Seit vielen Jahren nimmt Hella diese Vertrauensstellung ein. Sie kennt sich mit dem Hund seit Anfang an aus ("Schnullihund"), hatte ihn sogar schon während der Amerikareise einige Zeit in Pflege, und sie kennt sich auch seit 1996 mit und in Carregosa aus - und dem Weg dahin sowieso.
Aber Hella ist eine vierköpfige Mutter mit großer Familie und hat da gewisse Prioritäten zu berücksichtigen - genau wie wir, und so wird jedes Unternehmen ein Logistikproblem.
Diesmal nun also fuhr sie mit Tochter Julia an derem 2. Urlaubstag nach Portugal, ließ sich kurz in die Vertretung einweisen und brachte uns am Montagmorgen zum Lissabonner Flughafen, wo spontanerweise Julias Freund Tobias aus Witten gerade angekommen war, so dass im Frachtgutverkehr dank dieses Güteraustausches alles reibungslos weiterlaufen konnte.

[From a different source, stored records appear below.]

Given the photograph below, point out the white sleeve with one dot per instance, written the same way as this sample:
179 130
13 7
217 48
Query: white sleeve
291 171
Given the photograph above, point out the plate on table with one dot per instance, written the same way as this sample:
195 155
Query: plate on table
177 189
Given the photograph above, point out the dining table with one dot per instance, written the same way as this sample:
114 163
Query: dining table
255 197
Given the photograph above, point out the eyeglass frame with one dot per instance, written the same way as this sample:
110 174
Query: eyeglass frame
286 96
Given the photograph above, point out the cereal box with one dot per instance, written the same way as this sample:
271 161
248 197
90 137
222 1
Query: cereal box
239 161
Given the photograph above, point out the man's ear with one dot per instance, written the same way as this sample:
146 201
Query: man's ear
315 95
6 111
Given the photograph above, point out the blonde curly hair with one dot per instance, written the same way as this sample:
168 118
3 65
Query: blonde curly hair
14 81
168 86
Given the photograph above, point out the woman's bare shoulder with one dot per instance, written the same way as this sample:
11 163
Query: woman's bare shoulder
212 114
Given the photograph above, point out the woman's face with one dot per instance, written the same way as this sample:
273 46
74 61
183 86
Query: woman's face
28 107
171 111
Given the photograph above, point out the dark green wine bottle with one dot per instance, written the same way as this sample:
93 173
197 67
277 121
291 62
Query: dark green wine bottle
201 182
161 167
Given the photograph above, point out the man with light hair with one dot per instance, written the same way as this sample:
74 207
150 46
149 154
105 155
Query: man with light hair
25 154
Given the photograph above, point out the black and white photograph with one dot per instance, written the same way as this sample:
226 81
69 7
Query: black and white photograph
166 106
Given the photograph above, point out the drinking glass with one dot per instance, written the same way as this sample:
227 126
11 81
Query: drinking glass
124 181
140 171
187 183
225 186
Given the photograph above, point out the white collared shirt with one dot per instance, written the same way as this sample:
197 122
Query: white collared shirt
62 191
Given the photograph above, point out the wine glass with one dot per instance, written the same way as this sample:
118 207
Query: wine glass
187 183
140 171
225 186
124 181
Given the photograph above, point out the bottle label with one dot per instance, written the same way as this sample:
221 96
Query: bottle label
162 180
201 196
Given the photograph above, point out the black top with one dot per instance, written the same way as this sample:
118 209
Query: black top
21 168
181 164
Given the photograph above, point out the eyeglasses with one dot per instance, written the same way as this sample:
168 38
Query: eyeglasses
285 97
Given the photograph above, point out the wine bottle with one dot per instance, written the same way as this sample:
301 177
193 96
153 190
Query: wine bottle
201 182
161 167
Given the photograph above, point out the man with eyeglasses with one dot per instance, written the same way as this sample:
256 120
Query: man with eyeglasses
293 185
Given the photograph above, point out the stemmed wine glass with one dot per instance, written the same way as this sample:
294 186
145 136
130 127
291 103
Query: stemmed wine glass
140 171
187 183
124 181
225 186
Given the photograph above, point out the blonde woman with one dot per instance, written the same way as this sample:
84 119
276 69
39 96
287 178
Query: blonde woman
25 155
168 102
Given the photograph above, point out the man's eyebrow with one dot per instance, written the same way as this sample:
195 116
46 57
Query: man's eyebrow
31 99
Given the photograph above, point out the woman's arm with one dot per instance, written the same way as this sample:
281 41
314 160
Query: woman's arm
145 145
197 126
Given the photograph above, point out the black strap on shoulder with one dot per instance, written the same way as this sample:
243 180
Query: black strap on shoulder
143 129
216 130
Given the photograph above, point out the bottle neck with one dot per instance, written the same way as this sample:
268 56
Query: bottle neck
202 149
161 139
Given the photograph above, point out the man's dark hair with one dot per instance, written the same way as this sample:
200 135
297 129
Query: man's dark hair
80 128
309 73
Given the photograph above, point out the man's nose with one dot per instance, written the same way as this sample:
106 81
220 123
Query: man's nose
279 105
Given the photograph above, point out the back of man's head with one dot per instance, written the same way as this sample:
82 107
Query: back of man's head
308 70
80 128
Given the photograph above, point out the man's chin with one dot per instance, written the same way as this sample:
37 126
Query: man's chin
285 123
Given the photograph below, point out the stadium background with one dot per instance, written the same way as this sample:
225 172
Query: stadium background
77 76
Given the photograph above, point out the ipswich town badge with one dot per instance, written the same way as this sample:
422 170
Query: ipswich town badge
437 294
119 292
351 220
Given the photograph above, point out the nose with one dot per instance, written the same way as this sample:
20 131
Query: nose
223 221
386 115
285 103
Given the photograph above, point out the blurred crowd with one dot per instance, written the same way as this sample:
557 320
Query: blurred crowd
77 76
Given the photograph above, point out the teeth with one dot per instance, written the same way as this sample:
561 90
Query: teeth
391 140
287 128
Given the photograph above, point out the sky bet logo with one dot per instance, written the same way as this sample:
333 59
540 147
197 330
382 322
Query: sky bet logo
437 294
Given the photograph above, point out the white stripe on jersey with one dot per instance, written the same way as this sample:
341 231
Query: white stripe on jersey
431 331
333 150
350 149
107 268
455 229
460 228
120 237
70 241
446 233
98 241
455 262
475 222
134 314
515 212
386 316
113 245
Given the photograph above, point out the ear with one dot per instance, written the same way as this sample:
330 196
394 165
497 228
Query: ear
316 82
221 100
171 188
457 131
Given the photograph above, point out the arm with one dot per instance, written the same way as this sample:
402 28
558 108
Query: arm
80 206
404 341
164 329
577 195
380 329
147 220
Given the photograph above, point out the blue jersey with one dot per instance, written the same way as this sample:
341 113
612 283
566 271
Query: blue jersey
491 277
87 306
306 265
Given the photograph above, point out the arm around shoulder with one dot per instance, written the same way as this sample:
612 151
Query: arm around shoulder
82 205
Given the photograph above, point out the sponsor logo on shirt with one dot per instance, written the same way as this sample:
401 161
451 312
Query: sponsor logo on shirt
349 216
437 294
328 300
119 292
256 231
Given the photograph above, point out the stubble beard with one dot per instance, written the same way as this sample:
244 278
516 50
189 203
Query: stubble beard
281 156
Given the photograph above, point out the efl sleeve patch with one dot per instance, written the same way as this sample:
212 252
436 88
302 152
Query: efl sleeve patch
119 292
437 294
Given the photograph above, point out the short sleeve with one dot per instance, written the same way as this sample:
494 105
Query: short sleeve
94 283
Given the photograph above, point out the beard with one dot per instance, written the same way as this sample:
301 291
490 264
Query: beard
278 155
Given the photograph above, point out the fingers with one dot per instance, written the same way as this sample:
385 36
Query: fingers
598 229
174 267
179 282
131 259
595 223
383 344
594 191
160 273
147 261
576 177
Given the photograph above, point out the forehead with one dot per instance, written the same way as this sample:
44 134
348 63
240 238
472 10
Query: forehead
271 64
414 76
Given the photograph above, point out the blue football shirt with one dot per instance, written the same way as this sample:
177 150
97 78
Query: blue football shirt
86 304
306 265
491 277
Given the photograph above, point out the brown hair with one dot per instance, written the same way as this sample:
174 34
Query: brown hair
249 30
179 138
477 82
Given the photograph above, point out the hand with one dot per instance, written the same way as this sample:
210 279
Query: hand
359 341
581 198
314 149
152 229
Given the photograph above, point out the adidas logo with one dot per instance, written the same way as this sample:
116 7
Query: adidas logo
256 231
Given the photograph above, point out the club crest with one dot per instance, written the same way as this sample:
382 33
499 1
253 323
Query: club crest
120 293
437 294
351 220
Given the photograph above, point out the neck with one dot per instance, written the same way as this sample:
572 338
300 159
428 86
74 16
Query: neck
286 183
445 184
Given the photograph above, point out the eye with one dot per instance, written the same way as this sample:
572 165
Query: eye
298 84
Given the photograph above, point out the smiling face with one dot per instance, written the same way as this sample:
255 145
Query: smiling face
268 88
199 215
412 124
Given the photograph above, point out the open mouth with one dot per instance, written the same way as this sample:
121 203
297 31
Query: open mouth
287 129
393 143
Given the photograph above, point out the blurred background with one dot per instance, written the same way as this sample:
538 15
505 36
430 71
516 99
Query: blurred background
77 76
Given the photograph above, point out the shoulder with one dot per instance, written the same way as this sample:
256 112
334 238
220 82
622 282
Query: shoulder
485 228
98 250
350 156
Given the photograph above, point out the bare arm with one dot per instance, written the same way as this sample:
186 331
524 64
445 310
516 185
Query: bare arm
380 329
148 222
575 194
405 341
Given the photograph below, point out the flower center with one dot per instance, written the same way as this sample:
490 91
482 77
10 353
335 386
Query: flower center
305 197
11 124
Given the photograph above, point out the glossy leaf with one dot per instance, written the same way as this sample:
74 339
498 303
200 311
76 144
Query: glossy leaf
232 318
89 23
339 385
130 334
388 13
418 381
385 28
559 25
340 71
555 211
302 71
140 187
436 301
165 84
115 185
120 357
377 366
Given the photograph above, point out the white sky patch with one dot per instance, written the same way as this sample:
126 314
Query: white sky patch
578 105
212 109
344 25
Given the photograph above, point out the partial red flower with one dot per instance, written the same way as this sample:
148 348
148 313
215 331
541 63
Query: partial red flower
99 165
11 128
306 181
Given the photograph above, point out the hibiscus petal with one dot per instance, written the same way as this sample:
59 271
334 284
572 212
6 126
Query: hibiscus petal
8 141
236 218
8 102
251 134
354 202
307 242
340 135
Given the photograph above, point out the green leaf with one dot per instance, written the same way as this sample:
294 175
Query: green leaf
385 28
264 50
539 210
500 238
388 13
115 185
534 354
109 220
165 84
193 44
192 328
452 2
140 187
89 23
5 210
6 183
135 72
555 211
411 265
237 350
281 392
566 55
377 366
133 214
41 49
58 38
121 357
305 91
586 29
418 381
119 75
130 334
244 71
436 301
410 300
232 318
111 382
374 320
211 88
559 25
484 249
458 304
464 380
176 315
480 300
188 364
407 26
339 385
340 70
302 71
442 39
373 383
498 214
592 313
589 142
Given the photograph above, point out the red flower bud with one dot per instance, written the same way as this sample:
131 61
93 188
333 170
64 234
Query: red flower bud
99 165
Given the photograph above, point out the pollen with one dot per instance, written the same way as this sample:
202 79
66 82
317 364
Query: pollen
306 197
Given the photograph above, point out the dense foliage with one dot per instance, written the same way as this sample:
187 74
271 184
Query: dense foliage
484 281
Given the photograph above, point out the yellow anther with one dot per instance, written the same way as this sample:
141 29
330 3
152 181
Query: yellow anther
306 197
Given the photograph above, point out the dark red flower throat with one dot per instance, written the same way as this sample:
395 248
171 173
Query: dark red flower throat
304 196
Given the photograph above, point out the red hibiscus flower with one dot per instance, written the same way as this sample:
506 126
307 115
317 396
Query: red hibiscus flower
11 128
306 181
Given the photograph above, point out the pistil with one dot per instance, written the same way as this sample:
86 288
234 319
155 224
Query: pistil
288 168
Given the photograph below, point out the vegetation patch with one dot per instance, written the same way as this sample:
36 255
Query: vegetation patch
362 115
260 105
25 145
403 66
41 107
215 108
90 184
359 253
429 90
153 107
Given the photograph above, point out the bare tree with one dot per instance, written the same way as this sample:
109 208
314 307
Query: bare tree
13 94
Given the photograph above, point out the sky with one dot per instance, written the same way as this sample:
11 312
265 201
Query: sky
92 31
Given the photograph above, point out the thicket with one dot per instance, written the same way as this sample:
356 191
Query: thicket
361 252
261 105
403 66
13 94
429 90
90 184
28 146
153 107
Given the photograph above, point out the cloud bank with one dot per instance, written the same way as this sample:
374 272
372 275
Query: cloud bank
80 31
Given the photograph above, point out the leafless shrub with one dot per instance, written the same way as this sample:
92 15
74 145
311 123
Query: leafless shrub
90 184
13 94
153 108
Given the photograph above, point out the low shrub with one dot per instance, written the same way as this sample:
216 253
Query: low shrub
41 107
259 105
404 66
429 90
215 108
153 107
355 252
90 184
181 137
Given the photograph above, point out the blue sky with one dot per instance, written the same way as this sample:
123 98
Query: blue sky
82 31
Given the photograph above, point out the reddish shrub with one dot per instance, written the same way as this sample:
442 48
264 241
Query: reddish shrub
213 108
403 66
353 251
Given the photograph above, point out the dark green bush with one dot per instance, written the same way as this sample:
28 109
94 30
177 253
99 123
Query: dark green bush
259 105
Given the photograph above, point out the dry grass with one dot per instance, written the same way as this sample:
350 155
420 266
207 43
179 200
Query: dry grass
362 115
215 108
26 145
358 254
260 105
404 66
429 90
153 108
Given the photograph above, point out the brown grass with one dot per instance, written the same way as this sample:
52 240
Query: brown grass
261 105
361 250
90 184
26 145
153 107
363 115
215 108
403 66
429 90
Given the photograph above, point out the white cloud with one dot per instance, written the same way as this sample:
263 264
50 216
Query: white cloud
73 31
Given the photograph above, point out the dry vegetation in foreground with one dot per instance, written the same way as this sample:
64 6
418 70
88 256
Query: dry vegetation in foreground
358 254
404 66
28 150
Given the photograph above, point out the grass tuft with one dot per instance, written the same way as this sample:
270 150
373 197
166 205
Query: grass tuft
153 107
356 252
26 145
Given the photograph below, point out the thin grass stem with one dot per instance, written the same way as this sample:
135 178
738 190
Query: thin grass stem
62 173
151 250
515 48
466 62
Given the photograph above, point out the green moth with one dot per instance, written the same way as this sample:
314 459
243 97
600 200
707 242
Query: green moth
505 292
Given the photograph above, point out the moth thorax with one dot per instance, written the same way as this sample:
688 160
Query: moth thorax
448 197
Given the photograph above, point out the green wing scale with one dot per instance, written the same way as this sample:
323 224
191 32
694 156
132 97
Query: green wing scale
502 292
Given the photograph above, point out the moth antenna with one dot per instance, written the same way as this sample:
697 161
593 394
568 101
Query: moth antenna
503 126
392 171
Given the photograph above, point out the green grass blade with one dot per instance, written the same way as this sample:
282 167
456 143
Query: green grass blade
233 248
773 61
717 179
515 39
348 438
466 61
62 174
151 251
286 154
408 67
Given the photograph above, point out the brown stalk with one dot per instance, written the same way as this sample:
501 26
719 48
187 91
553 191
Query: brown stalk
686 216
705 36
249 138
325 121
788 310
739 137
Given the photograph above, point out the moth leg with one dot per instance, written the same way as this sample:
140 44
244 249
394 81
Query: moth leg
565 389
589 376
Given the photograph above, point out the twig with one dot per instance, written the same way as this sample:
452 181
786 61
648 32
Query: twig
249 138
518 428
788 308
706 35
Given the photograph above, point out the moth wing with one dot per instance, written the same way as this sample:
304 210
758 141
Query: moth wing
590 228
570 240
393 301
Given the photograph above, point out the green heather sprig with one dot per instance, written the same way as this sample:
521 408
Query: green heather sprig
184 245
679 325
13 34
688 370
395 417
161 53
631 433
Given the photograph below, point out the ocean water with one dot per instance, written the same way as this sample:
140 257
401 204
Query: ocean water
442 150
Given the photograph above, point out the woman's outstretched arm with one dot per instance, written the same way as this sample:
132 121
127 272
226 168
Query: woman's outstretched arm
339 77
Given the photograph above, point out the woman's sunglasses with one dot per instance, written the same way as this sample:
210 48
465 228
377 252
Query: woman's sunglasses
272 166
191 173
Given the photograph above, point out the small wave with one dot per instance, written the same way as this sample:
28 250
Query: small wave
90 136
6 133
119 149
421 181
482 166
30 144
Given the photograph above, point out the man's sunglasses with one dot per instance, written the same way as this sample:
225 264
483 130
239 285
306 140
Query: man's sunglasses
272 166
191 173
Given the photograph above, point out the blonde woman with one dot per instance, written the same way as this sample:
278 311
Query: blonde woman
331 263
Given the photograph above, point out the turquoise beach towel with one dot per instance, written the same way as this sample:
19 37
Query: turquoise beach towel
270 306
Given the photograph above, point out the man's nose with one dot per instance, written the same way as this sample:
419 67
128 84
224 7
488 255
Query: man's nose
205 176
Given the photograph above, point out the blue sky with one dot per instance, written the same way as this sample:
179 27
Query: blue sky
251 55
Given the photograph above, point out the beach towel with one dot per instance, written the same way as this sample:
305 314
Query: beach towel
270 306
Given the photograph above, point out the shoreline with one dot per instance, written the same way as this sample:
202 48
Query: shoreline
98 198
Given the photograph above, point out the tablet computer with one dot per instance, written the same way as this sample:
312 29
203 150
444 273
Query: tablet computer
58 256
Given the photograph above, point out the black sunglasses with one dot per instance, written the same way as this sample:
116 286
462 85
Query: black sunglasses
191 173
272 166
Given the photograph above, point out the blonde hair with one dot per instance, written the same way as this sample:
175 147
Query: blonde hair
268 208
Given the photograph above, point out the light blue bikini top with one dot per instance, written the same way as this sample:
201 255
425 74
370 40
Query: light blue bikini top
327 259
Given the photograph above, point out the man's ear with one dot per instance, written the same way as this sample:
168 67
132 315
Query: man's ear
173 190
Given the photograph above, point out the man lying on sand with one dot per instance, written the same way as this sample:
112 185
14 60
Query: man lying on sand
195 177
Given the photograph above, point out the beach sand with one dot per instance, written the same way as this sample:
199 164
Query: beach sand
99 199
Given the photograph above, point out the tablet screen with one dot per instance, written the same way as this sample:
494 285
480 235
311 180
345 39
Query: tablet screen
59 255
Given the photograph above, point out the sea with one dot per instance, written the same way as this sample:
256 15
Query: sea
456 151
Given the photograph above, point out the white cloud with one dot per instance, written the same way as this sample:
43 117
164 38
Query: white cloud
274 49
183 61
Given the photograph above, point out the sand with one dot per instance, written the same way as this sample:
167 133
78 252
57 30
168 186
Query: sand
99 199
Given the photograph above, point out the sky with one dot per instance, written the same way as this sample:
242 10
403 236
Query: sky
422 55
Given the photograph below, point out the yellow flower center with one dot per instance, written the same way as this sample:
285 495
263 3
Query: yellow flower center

Montag, der 5. Juli, war der "Morgen danach", der Morgen nach der Niederlage der Portugiesen im Fußballfinale gegen die Griechen. Das war sicher unser Glück, denn sonst hätten wir bestimmt auch die ganze Nacht durch gefeiert und wären gar nicht durch die Menschenmenge und auf den verstopften Wegen vorangekommen. So standen nur auf den Raststätten ein paar Autos mit schlafenden Fans herum, manche Flagge war auch schon eingezogen worden. Die Begeisterung war ziemlich abgeebbt im größten Fußball - Stadium Europas, " Stadium", wohlgemerkt. Die "Kicker"-Zeitungen hatten an diesem Morgen große Fotos von Ronaldos tränenblanken Augen und Überschriften wie "Weine nicht, Kleiner!"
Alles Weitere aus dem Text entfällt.